Welcome from Part 1, where I talked mainly about methods; Part 2, where I discussed the three major types of Star Wars fans; and Part 3, where I discussed sexism and political attitudes. In this part, I will focus on age and nostalgia. As always, email sw.survey.2019@gmail.com with questions about analyses, methods, results, and so on.
Star Wars was a big part of many fans’ childhoods. In 2005, George Lucas told BBC News that the Star Wars “movies are for children but [fans] don’t want to admit that.” Star Wars has a massive adult fanbase, but my survey’s sample of over five thousand fans suggests that these fans largely became such as children. The median age when first watching a Star Wars film was six, 90% of respondents watched one for the first time before the age of 13, and 96% of the current sample did so before the age of 18.
I also wanted to know if fans felt particularly warm toward the movies that came out when they were children. I looked at this by plotting participants birth year against how favorably they reported feeling toward each of the trilogies. I averaged scores for movies within trilogies to get this overall favorability score.
I did not, however, draw a typical, straight regression line. Instead, I drew what are known as “cubic regression splines.” Put simply, the lines try to be more flexible to the data than typical regression lines. They allow more bends in the line, while still being smooth so as to not read too much into noise.
In the left panel, we see that people who feel most favorably toward the originals are the people who were children when they first released. The same thing is in the middle panel: A bump in favorability for the prequels for people born in 1990 and afterward, since they grew up with these movies (whereas older generations did not). The right panel shows that those who were born around the time of the original trilogy dislike the sequels the most. We are still a decade or two from getting good data on the kids who grew up during the sequel trilogy, but I hypothesize that they will feel more positively toward it than the other age groups.
I interpret this as a sign of nostalgia for participants’ childhoods. Nostalgia is a “sentimental longing or affection for the past” (Baldwin, Biernat, & Landau, 2015). As mentioned in Part 1, I asked respondents how much they “feel a nostalgic and warm feeling” for things from their personal past: friends, family, pets, toys, TV shows, movies, and music. Unfortunately, since these questions did not form a cohesive scale together, I looked at each separately. As many people told me at the end of the survey, one cannot feel nostalgic for pets if they did not have pets; for that reason, I do not include that item here.

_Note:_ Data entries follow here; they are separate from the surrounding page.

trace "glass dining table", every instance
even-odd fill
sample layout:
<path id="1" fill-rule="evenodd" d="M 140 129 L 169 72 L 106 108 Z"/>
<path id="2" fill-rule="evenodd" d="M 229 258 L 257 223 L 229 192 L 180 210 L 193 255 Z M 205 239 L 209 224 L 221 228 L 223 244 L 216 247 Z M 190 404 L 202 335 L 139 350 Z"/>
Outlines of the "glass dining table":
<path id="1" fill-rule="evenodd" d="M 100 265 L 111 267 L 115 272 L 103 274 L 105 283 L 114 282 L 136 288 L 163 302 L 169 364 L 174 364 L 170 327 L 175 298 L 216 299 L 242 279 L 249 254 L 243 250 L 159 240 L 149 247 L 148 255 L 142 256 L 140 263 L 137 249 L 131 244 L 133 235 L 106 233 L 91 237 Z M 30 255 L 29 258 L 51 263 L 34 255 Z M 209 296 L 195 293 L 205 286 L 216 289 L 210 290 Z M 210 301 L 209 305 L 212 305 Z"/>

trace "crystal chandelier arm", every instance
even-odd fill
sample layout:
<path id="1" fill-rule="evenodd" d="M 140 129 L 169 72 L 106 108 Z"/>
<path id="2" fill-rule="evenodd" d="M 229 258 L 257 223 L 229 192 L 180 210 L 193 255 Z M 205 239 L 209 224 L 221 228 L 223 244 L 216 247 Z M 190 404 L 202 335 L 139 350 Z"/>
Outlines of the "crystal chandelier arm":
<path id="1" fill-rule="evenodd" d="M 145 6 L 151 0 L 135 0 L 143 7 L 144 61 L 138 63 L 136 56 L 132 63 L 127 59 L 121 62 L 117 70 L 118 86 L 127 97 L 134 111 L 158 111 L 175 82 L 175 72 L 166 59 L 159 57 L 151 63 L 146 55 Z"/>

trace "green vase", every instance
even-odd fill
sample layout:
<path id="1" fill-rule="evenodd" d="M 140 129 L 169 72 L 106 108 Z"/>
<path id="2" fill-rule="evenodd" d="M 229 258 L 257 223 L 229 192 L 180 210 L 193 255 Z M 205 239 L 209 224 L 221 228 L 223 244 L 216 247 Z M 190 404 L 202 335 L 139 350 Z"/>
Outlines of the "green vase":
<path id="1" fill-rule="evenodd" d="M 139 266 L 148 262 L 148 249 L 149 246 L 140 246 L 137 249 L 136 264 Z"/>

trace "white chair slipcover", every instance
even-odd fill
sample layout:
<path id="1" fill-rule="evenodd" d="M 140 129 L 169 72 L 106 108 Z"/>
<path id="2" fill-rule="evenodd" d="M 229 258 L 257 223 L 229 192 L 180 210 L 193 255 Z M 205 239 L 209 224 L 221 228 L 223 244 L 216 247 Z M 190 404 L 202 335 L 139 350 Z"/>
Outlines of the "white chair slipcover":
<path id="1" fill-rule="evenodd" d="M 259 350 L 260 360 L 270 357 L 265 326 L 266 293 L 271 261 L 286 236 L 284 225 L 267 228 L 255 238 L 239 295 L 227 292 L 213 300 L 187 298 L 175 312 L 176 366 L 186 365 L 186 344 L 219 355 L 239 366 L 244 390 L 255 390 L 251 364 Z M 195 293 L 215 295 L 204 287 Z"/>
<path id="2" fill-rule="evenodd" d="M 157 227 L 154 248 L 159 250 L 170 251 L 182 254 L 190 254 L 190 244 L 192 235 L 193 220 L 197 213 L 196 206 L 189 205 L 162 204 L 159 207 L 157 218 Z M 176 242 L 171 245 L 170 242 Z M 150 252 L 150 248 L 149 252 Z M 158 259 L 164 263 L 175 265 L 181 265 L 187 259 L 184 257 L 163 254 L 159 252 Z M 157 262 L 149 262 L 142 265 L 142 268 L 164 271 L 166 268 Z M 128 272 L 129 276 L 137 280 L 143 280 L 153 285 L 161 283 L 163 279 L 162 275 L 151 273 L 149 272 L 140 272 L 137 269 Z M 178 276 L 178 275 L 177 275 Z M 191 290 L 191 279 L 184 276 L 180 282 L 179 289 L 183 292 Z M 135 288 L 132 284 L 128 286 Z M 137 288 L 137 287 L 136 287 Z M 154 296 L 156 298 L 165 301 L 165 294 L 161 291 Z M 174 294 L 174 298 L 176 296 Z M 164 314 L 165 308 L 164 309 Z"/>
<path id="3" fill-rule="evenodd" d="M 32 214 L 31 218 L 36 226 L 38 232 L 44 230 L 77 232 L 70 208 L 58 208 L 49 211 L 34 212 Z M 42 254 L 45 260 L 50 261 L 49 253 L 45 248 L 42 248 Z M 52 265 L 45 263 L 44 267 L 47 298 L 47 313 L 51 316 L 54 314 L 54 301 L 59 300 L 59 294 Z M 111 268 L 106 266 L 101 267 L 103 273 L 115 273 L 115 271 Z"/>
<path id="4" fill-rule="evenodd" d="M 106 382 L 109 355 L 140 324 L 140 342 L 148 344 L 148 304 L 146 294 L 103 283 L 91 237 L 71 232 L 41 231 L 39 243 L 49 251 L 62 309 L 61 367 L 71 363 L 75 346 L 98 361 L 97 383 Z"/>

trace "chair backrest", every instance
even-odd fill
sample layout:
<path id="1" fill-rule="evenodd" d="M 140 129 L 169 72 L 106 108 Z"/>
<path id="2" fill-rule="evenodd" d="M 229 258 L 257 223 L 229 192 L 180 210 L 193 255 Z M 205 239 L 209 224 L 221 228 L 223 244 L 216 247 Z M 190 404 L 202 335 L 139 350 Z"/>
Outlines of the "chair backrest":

In the figure below, I show the correlations between favorability for each of the trilogies and how nostalgic people are. Each box represents a correlation, which can range from -1 (an exact, negative relationship) to +1 (an exact, positive relationship). Empty tiles represent correlations that were not significant, p > .01.
Many of these are considered “small” correlations (< .10) in psychology, so I focus on the larger correlations. In general, we see that nostalgia is correlated with how favorably one sees the originals, while the relationship between the prequels and nostalgia is smaller. The only negative correlation is between the sequels and nostalgia toward toys. Many of the survey’s respondents were referred from toy collectors’ websites, so it makes some intuitive sense that nostalgia in this domain would be powerful. The more nostalgic one reports being toward the toys from their past, the less they like the sequel trilogy. This again shows how the sequel trilogy—particularly The Last Jedi—have broken with tradition, to the chagrin of some nostalgic fans.
I also wanted to compare those born before 1990 and those born in and after 1990, since that is when we see positive attitudes toward the prequels start to increase in the age plot above. The two panels of this plot are mostly the same; it seems like the nostalgia for the original trilogy carried over to the prequels for those born before 1989, even though they were largely adults upon those movie’s releases.
The biggest difference again shows the polarization of the sequel trilogy. Nostalgia is largely unrelated to the sequel trilogy for those born in and after 1990; the negative correlation between toy nostalgia and sequel-trilogy favorability is only present for those born before 1990. It seems the nostalgia that carried over from the original trilogy to the prequel trilogy has not also carried over to the sequel trilogy, which does not directly involve George Lucas and has broken with tradition in casting and narrative decisions.
Many Star Wars fans start young, as did the majority in this sample. This allows nostalgia to be a powerful lens through which people perceive these movies. The more nostalgic people report being, the more they enjoy the Star Wars films. The only exception to this is older fans and the sequel trilogy. In The Last Jedi, Kylo Ren implores Rey to, “Let the past die. Kill it, if you have to.” This line had some meta-contextual meaning: many unexpected narrative choices in The Last Jedi made it break from what one might expect from a Star Wars film. These data suggest some older, nostalgic fans would rather not kill the past.